Pekanbaru(SegmenNews.com)- Sudah dua pekan Komisi V DPRD Riau mengadakan rapat secara maraton dengan Dinas Pendidikan beserta kepala sekolah tingkat SLTA se-Provinsi Riau. Pertemuan yang diadakan hampir setiap hari itu membahas mengenai masalah biaya pendidikan yang masih dikeluhkan masyarakat. Penyebabnya adalah masih adanya pungutan dan iuran wajib yang dibebankan pihak sekolah kepada wali murid.
Maka dari itu, rapat rutin yang diadakan memiliki tujuan agar tidak ada lagi beban biaya sekolah yang diemban wali murid. Hal itu dikemukakan Anggota Komisi V DPRD Riau Husaimi Hamidi. Ia menerangkan, sejak pertemuan pertama sudah hampir separuh kepala sekolah dari 6 kabupaten/kota ikut dalam pertemuan. Rencananya rapat akan diadakan secara maraton untuk mendapat titik temu atas persoalan yang juga dialami pihak sekolah.

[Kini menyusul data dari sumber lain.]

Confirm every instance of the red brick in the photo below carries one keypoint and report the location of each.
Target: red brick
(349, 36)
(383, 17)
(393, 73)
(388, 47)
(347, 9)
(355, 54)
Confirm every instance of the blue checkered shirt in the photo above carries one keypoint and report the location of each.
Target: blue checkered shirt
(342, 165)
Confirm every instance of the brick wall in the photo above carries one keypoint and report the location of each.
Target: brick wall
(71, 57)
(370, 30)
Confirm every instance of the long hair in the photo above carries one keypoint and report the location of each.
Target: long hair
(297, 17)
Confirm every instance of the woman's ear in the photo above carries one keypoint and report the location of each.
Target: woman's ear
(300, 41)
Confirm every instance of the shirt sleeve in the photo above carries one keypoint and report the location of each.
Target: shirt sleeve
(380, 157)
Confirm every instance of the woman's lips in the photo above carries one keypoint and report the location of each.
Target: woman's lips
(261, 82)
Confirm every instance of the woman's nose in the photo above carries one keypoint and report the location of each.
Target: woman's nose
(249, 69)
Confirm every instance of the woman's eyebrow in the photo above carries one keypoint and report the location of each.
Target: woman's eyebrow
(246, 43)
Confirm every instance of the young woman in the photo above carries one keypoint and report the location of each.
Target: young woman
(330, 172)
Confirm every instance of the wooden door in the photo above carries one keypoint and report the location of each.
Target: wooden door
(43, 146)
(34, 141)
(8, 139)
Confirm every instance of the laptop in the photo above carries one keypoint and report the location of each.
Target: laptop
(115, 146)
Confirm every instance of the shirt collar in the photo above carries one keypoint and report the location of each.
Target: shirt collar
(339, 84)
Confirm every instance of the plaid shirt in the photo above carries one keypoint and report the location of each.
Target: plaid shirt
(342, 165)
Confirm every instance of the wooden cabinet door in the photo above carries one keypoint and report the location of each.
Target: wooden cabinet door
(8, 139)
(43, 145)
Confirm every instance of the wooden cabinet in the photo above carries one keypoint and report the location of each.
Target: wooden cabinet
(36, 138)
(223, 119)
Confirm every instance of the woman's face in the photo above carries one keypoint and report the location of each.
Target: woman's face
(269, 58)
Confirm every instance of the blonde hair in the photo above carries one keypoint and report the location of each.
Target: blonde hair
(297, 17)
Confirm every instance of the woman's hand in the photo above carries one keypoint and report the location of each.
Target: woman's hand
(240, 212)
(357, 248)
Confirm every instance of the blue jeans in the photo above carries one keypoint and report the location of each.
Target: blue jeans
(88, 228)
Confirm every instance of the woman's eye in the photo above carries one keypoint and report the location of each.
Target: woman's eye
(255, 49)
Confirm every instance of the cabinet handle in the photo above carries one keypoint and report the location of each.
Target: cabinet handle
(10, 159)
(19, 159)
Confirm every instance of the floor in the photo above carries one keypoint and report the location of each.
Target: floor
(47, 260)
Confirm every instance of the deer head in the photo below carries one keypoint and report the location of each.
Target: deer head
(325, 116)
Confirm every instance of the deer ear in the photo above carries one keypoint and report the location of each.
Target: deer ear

“Pertama memang kami ingin mencari tau dahulu berapa beban biaya yang diwajibkan sekolah ke wali murid. Biaya itu untuk apa rinci nya. Karena sampai sekarang memang masih menjadi tanda tanya oleh masyarakat. Selain besaran biaya berbeda antar sekolah, wali murid juga tidak dipaparkan secara jelas uang yang dipungut untuk apa saja,” sebut Husaimi.
Lebih jauh disampaikan dia, pihaknya memang ingin agar tidak ada lagi sekolah yang memungut biaya kepada wali murid. Dengan catatan, seluruh keperluan sekolah dapat dipenuhi oleh pemerintah. Hal itulah yang selama ini menjadi persoalan. Sehingga sekolah membebankan biaya pungutan kepada wali murid. Masalah lainnya adalah adanya miss komunikasi antara pihak sekolah dengan Dinas Pendidikan selaku perpanjang tangan pemerintah.
Suasana rapat dengar pendapat Komisi V DPRD Riau dengan kepala sekolah tingkat SLTA se Provinsi Riau dan Dinas Pendidikan Riau baru-baru ini.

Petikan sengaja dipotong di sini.